In 2008 the financial crisis was triggered by consumers binging on subprime mortgages, today corporations are binging on the cheap debt fed to them through a decade of historically low-interest rates.  The Washington Post cites that corporate debt in the USA is approaching $10 Trillion or 47% of the economy.  Alarm bells are ringing at the IMF, Federal Reserve, and financial institutions, but there is no slowing this debt train.  In September, US corporations sold another $200 billion in new bonds, a monthly figure not seen in more than two years.

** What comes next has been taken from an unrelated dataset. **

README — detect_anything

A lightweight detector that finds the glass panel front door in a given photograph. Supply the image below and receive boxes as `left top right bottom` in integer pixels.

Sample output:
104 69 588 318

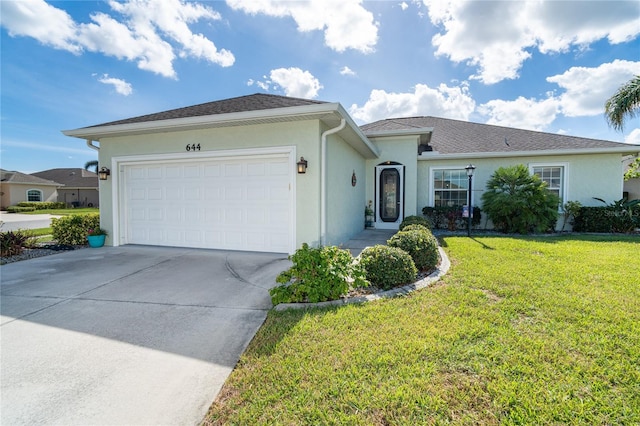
379 168 400 222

Quality is bond one.  $4 trillion of these bonds, including $2.5 trillion, are labeled ‘BBB’ by S&P, which sit only one to three notches above junk debt.  How many of the companies that issued these bonds would have failed if they couldn’t drink from this near ‘free’ money well?  

In the last five years, $3 trillion in bonds funded stock buybacks — balance sheet engineering versus reengineering the company to be more competitive.

Is corporate debt the next bubble to be popped?  Unlike the subprime mortgage crisis, banks aren’t leading the parade into lower-grade corporate debt.  The Pied pipers are primarily insurance companies, private equity firms, and hedge funds. That helps as the economy depends on healthy banks.

What matters is the growth of the American economy.  If it continues to perform, then the US. Corporations are in a better position to service this debt.

If the economy falters, the weakest link in the corporate debt chain, the BBB bonds could be downgraded to junk.  Most Pension funds and mutual funds would have to quickly unload any part of their portfolio that is junk status. Quickly unload is never an affirmative action when it comes to investments.  More importantly, the companies that borrowed like zombies will have to pay higher borrowing costs. When that happens, it will be the equivalent of ripping a band-aid off only to discover a festering wound lies beneath.  Many of those wounds will be life-threatening to those corporations.

What matters most to you?

As Benjamin Franklin said: “An investment in knowledge pays the best interest.”

My belief:

  • Knowledge is your power.  Do your homework versus tip your portfolio to tips.
  • Nothing is free, especially debt.
  • The weakest links are often the shiniest but the easiest to break.
  • Retire with dignity.  Spend less today and save more for the future.
  • The Turtle will win the race.  Diversify and invest for singles versus swing for the fences. 
  • Risk in everything.  Climate change, trade wars, the aging population, AI, and automation have a level of volatility that is impossible to factor in.

So be prepared for this certainty.  Markets will go up and down.